後 発 白 内 障
何年か前に白内障の手術をしたのですが、最近見えにくくなってきました。後発白
内障といわれました。レーザーを当てると見えるようになるそうですが、どのよう
な状態なのでしょうか。
どのような状態でしょうか
白内障の手術では、下左の図のように水晶体の袋を残して、その中に眼内レンズを入
れます。後発白内障では下中央の図のように残しておいた水晶体の袋が濁ってくる状態
です。下右の写真は、後発白内障です。眼内レンズの後ろに白い膜があるのがわかると
思います。
なぜおきるのでしょうか
原因はわかっていません。長期に診ると必ず全員に起きてきます。

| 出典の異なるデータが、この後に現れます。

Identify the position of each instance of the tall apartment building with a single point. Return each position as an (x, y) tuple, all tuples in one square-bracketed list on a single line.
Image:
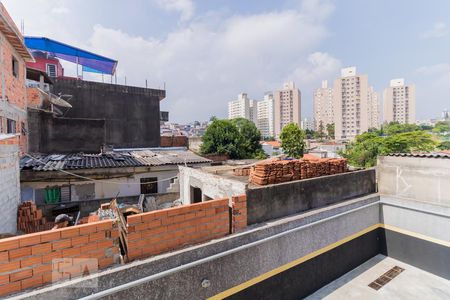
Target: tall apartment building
[(265, 116), (400, 102), (353, 104), (373, 109), (287, 107), (243, 107), (323, 105)]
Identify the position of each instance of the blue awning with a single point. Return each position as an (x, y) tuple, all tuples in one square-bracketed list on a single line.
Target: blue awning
[(91, 62)]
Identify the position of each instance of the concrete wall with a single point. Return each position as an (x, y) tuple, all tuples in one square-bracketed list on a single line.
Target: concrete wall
[(212, 186), (9, 188), (420, 179), (279, 200), (49, 134), (131, 113)]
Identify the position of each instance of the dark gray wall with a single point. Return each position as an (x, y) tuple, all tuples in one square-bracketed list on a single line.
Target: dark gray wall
[(49, 134), (276, 201), (122, 116)]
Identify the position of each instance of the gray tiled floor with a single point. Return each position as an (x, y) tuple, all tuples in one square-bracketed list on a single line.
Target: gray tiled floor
[(413, 283)]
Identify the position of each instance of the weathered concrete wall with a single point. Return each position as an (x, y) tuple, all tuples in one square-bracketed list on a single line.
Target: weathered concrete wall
[(232, 268), (420, 179), (9, 188), (279, 200), (212, 186), (49, 134), (131, 113)]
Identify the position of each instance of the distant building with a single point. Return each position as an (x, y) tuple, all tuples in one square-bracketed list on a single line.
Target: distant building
[(308, 124), (265, 116), (323, 105), (400, 102), (353, 104), (287, 108), (243, 107)]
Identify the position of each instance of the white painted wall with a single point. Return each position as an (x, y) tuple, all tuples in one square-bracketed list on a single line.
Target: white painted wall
[(9, 188)]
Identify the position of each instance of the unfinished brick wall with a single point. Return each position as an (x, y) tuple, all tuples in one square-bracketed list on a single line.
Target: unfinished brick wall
[(239, 213), (168, 229), (36, 259)]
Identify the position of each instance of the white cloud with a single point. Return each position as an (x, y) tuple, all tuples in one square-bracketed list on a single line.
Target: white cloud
[(439, 30), (184, 7), (205, 63)]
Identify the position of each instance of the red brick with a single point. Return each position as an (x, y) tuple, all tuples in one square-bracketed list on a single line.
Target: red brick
[(4, 257), (20, 275), (31, 282), (10, 288), (51, 235), (80, 240), (18, 253), (61, 244), (9, 243), (69, 232), (30, 261), (85, 229), (29, 239), (41, 248)]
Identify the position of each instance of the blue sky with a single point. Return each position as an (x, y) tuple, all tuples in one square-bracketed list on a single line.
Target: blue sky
[(209, 51)]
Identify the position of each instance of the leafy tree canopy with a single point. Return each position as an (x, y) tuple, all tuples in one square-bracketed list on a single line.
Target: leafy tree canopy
[(238, 138), (292, 140)]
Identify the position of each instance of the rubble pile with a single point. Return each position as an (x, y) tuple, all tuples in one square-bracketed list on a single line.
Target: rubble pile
[(30, 219), (278, 171)]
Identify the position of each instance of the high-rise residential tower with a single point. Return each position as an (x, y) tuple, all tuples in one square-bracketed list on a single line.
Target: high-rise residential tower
[(243, 107), (353, 104), (323, 105), (400, 102), (265, 116), (287, 107)]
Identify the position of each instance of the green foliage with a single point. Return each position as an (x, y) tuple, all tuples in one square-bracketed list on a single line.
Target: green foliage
[(441, 127), (330, 131), (395, 128), (363, 152), (239, 138), (292, 140), (444, 145)]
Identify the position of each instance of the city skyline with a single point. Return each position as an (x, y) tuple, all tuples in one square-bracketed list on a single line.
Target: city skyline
[(199, 50)]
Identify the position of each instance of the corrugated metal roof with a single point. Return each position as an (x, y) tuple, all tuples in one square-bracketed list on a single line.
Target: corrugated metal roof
[(123, 159), (422, 155)]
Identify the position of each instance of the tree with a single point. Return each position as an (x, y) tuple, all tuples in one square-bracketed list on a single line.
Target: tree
[(330, 131), (444, 145), (292, 140), (238, 138), (221, 137), (249, 146)]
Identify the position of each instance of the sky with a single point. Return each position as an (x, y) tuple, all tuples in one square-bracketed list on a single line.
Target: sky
[(206, 52)]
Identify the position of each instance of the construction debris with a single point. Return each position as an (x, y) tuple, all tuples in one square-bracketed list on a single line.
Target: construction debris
[(278, 171), (30, 219)]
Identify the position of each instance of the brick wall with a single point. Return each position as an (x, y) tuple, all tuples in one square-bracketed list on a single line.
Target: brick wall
[(168, 229), (36, 259)]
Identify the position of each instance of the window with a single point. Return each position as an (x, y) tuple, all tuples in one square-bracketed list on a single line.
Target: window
[(10, 126), (149, 185), (51, 70), (15, 67)]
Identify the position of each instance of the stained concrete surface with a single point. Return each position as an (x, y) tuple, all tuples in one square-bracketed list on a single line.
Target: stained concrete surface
[(412, 283)]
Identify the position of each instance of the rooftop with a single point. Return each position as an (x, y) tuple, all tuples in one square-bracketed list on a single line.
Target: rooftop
[(118, 159)]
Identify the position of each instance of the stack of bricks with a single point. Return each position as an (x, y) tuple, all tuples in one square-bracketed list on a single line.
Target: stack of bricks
[(36, 259), (30, 219), (242, 171), (169, 229), (278, 171)]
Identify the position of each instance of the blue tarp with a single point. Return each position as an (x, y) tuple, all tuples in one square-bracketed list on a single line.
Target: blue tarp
[(91, 62)]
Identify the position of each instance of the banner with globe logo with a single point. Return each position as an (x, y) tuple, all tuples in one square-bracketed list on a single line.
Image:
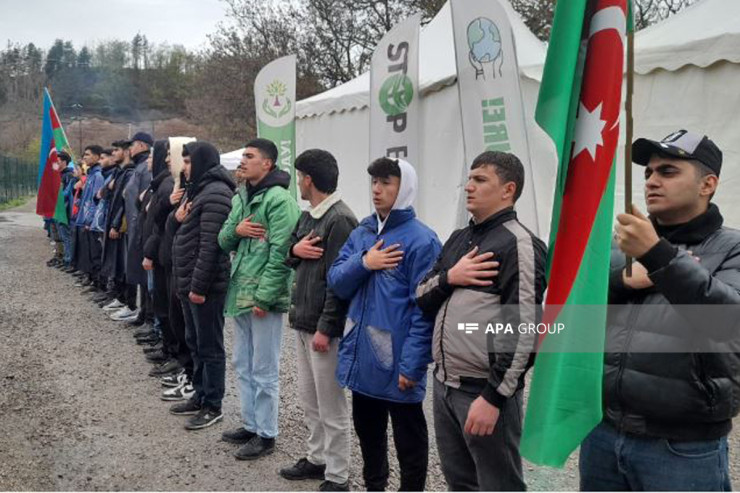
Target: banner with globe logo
[(274, 101), (491, 104), (394, 93)]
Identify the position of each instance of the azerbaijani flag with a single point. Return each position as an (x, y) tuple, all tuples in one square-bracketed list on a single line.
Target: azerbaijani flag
[(578, 106), (50, 199)]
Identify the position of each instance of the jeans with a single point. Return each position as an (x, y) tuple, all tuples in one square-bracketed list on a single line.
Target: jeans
[(473, 463), (257, 362), (616, 461), (410, 435), (204, 332), (66, 235)]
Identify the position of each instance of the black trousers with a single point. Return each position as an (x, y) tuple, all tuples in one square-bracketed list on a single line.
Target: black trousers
[(204, 332), (410, 435), (161, 303), (177, 326)]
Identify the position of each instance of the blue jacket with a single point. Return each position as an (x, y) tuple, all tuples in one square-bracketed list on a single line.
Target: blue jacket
[(385, 333), (87, 203)]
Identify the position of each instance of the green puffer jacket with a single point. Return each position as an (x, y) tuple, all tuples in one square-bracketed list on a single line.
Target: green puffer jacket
[(259, 276)]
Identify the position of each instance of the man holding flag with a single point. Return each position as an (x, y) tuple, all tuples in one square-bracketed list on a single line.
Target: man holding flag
[(668, 411)]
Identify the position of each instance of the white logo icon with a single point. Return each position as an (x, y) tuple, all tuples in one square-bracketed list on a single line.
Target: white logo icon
[(468, 328)]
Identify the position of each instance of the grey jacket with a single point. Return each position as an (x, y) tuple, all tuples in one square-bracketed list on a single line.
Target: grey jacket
[(313, 304), (673, 371)]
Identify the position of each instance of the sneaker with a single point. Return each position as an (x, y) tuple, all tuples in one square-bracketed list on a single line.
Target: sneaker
[(303, 469), (205, 418), (239, 436), (151, 349), (174, 379), (186, 408), (332, 486), (256, 448), (165, 368), (113, 305), (125, 314), (157, 357), (181, 393)]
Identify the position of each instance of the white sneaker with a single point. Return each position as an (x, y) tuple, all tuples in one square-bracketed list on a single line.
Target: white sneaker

ただ、視力に影
響するほど濁る人と僅かしか濁らない人、手術後数ヶ月で濁ってくる人、何年もし
て濁ってくる人など個人差はあります。手術法の工夫や眼内レンズの改良などがさ
れていますが、その効果はごく僅かです。日常生活での注意で予防できません。
おきるときはおきると考えてください。
どのような症状があるのですか
白内障の初めのような症状です。かすみや眩しさ、進行すると視力が下がってきます。
治療は次のようにします
後発白内障がおきただけで直ぐには治療しません。視力が低下して不自由を感じる
ようになったら治療を考えます。方法は、レーザー光線を濁りに当てて、水晶体の袋
の中心部の光が通過する部分に孔をあけます。中心部だけ孔を開けるので、周辺の袋
は残っていますので眼内レンズが落ちる心配はありません。(下左図)
右の写真は術後です。白い濁りがなくなっているのがわかります。
実際の手順を説明します。
@ 瞳を開く目薬を使って、瞳を大きくして濁りを観察しやすくします。
A 痛み止めの目薬をして治療用のレンズをつけます。
B レーザーの光を濁りに照射します。痛みは全くなく数分で終わります。
C 治療後にはすぐ帰れます。その日から生活の制限はありません。
D 瞳が元の大きさに戻るのに半日くらいは眩しさがあります。
E レーザーで飛ばした濁りはしばらくはチラチラと見えますが1ヶ月ほど
で自然と吸収します。
合併症 ごくまれに治療後に網膜剥離が発症することがあるので眼底の定期検査が必要です。